Funny but has some very implausible scenes
17 September 2009 | by See all my reviews

Ed Norton is great as always, playing two diametrically opposite but highly intelligent identical twins. One brother, Bill, is a professor of classical philosophy who has worked hard to eradicate his Oklahoma accent and fit into the world of east coast academia. The other, Brady, stills lives in Oklahoma and makes good money selling high-grade marijuana with his red-neck buddies. Brady tricks Bill into returning home for the first time in 2 decades so that Bill can be an alibi while Brady commits a crime in another city. Although Bill is furious and is tempted to fly back home immediately, he ends up staying a few extra days and visits his mother for the first time since childhood. He also meets Janet, played by Keri Russell, a beautiful, intelligent woman who can recites poetry while gutting a catfish. It's an enjoyable movie with quite a few surprise twists along the way.
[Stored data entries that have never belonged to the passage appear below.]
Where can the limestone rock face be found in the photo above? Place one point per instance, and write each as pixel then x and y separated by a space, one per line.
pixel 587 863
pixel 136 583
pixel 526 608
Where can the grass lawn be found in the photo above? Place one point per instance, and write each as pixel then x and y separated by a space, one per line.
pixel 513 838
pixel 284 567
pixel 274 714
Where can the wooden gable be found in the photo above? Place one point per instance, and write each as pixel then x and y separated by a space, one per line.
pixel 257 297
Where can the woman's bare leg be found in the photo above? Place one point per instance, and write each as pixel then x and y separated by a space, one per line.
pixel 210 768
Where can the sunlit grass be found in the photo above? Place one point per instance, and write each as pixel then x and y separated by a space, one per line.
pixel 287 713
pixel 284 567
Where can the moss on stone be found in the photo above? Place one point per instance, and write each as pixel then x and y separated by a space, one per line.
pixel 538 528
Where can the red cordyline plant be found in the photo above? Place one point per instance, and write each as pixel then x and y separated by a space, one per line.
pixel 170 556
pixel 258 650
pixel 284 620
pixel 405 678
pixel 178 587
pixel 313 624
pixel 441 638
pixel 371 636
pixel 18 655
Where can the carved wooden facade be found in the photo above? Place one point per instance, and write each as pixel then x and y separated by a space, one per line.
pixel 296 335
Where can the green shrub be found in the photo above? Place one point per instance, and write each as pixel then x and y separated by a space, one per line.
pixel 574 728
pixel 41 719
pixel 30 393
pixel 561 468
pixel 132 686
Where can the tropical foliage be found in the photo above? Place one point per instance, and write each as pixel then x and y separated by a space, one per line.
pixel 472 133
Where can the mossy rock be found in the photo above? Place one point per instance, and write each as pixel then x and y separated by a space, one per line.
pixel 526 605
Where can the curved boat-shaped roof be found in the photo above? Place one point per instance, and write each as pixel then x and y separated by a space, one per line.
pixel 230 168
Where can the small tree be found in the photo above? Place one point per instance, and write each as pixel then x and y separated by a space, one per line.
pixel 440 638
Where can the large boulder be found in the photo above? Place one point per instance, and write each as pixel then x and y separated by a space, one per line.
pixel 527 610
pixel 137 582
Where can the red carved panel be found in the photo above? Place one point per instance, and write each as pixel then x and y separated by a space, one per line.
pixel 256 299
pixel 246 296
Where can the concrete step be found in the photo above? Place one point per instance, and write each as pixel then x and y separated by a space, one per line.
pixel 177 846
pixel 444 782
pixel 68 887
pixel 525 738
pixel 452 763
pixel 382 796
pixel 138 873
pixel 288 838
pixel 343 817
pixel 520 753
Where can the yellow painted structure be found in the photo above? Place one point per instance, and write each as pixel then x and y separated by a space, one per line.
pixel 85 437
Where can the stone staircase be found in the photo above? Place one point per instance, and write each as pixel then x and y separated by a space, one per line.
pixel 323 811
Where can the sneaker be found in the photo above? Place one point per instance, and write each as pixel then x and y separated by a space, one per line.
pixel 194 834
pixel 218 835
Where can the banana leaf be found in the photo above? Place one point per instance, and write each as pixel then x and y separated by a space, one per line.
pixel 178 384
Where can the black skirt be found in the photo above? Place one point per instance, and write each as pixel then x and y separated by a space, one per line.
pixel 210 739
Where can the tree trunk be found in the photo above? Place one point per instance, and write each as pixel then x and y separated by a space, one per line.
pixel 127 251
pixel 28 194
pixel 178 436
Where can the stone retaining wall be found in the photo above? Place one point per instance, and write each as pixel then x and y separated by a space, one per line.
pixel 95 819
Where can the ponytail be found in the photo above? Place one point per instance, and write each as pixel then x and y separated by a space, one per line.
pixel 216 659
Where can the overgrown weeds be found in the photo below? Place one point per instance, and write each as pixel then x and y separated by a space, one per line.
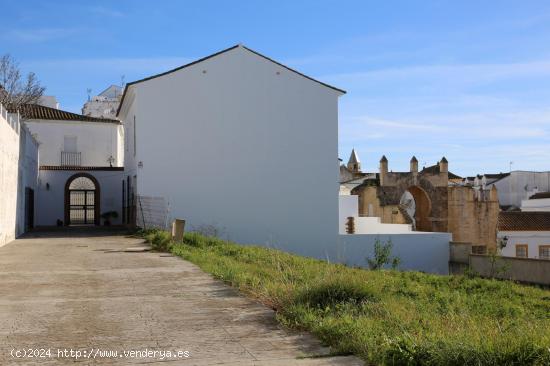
pixel 385 316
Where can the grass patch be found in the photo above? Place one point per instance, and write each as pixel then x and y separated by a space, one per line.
pixel 386 317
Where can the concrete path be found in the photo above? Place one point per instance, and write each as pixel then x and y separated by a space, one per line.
pixel 83 293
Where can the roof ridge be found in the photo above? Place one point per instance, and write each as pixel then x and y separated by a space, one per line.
pixel 28 109
pixel 239 45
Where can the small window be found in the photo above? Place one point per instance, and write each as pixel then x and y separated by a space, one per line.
pixel 544 251
pixel 69 143
pixel 135 136
pixel 522 250
pixel 479 249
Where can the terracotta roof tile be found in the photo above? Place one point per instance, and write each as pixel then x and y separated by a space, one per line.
pixel 524 221
pixel 35 111
pixel 540 195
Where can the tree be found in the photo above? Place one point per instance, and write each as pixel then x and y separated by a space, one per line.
pixel 382 256
pixel 17 90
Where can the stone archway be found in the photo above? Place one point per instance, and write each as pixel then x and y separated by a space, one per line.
pixel 423 208
pixel 82 200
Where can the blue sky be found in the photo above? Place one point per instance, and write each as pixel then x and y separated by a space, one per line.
pixel 469 80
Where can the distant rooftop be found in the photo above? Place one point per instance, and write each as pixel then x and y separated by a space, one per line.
pixel 524 221
pixel 35 111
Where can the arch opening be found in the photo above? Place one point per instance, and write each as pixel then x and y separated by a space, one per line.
pixel 82 197
pixel 422 208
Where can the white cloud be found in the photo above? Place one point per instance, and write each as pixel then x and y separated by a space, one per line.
pixel 39 35
pixel 108 12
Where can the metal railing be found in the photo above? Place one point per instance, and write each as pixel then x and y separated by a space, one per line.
pixel 70 158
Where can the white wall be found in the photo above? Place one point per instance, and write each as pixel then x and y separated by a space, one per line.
pixel 50 202
pixel 348 206
pixel 95 140
pixel 532 238
pixel 9 160
pixel 241 147
pixel 28 174
pixel 540 204
pixel 519 185
pixel 427 252
pixel 18 170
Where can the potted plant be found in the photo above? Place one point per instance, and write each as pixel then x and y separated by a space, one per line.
pixel 107 216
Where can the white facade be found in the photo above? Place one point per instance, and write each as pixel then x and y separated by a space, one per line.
pixel 96 142
pixel 242 143
pixel 533 239
pixel 426 252
pixel 50 200
pixel 349 207
pixel 539 204
pixel 18 174
pixel 520 185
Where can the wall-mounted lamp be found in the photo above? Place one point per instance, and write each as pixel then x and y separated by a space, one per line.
pixel 503 242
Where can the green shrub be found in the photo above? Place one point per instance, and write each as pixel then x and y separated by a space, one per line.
pixel 387 317
pixel 159 239
pixel 331 292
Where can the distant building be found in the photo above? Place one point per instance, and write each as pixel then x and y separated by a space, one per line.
pixel 513 187
pixel 524 234
pixel 48 101
pixel 104 105
pixel 432 199
pixel 537 202
pixel 81 167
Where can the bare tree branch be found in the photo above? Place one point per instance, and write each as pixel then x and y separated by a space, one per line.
pixel 15 90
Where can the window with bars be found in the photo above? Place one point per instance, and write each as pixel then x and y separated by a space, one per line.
pixel 522 250
pixel 544 251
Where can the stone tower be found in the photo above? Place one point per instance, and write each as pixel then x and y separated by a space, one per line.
pixel 383 169
pixel 414 165
pixel 354 164
pixel 444 165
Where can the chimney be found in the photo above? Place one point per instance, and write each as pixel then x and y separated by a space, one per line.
pixel 414 165
pixel 383 169
pixel 444 166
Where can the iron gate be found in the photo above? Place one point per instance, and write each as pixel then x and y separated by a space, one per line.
pixel 82 207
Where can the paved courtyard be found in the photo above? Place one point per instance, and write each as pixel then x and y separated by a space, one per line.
pixel 92 294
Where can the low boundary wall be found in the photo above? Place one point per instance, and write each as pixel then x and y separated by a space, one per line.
pixel 425 252
pixel 510 268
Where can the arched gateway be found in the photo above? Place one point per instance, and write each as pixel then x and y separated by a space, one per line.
pixel 82 198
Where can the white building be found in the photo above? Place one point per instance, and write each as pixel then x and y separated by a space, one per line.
pixel 349 216
pixel 104 105
pixel 18 176
pixel 240 142
pixel 515 186
pixel 81 167
pixel 524 234
pixel 537 202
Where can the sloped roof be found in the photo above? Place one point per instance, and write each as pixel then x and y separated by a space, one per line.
pixel 524 221
pixel 540 195
pixel 212 56
pixel 35 111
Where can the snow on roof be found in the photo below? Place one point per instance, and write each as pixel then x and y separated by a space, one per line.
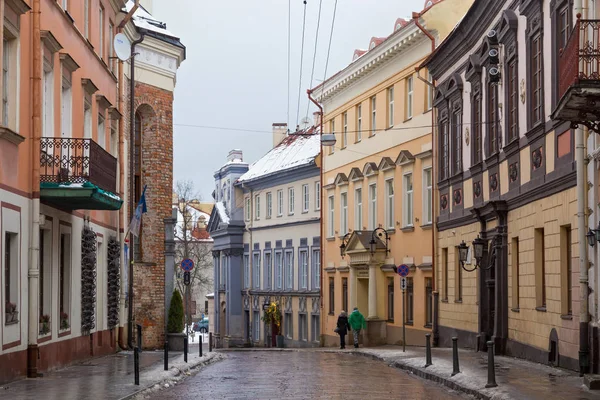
pixel 144 20
pixel 296 150
pixel 222 212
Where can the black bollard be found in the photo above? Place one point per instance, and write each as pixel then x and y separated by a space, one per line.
pixel 136 365
pixel 185 349
pixel 491 366
pixel 455 368
pixel 427 350
pixel 166 356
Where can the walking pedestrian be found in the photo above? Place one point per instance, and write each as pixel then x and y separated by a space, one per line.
pixel 357 322
pixel 342 328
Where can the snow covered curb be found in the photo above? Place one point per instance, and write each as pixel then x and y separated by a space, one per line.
pixel 158 379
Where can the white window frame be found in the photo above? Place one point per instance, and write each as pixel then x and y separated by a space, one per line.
pixel 408 209
pixel 373 206
pixel 269 204
pixel 291 201
pixel 389 204
pixel 331 219
pixel 358 209
pixel 343 213
pixel 305 198
pixel 391 106
pixel 427 195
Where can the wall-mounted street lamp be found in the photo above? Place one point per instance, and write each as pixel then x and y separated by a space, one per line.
pixel 463 253
pixel 593 236
pixel 379 233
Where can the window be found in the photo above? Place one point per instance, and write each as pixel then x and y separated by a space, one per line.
pixel 303 265
pixel 268 274
pixel 409 97
pixel 305 198
pixel 316 265
pixel 358 210
pixel 391 107
pixel 513 101
pixel 291 201
pixel 427 196
pixel 289 269
pixel 428 302
pixel 278 270
pixel 373 115
pixel 359 122
pixel 410 301
pixel 317 196
pixel 343 213
pixel 373 206
pixel 536 102
pixel 279 203
pixel 248 209
pixel 389 204
pixel 492 120
pixel 390 300
pixel 345 294
pixel 566 271
pixel 457 142
pixel 64 288
pixel 302 327
pixel 269 204
pixel 101 132
pixel 331 230
pixel 345 130
pixel 540 269
pixel 476 128
pixel 86 19
pixel 257 206
pixel 101 32
pixel 514 249
pixel 256 270
pixel 408 200
pixel 246 271
pixel 332 296
pixel 256 328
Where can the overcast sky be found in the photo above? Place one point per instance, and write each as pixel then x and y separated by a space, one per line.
pixel 235 75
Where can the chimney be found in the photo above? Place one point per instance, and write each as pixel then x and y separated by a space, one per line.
pixel 279 133
pixel 235 155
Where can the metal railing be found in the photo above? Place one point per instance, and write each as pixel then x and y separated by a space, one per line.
pixel 76 161
pixel 579 61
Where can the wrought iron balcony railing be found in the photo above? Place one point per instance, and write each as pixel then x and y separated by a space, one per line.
pixel 76 161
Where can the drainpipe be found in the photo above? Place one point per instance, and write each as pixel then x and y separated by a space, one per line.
pixel 34 235
pixel 436 333
pixel 132 178
pixel 321 225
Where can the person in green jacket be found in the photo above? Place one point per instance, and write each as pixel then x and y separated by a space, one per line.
pixel 357 322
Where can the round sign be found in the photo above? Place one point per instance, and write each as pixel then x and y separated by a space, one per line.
pixel 122 47
pixel 187 265
pixel 403 270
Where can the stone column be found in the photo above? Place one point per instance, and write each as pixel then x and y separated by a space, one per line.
pixel 372 292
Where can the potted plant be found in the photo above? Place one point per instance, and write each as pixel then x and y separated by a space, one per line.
pixel 272 316
pixel 44 324
pixel 64 321
pixel 11 312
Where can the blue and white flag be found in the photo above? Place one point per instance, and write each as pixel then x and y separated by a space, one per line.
pixel 136 221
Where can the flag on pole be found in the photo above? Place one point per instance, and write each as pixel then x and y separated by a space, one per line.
pixel 136 221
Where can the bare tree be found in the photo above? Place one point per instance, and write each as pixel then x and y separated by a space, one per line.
pixel 189 246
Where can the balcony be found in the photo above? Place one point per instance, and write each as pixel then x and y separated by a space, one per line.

The strengths of the movie were excellent performances by Norton and Russell, and even director Tim Blake Nelson was great in the role of Bolger. This movie will probably do very well at the box office because of the big name cast plus some great dialogue and humour. I didn't love the ending though, because of too many coincidences and some implausible scenes near the finish. Also, there was an exploration of Christian-Jewish animosity which seemed like an awfully heavy theme to (briefly) deal with here in what is essentially a romantic-comedy. I almost gave this a 6, but the great acting is definitely worth at least an extra point and I bumped it up to a 7 out of 10.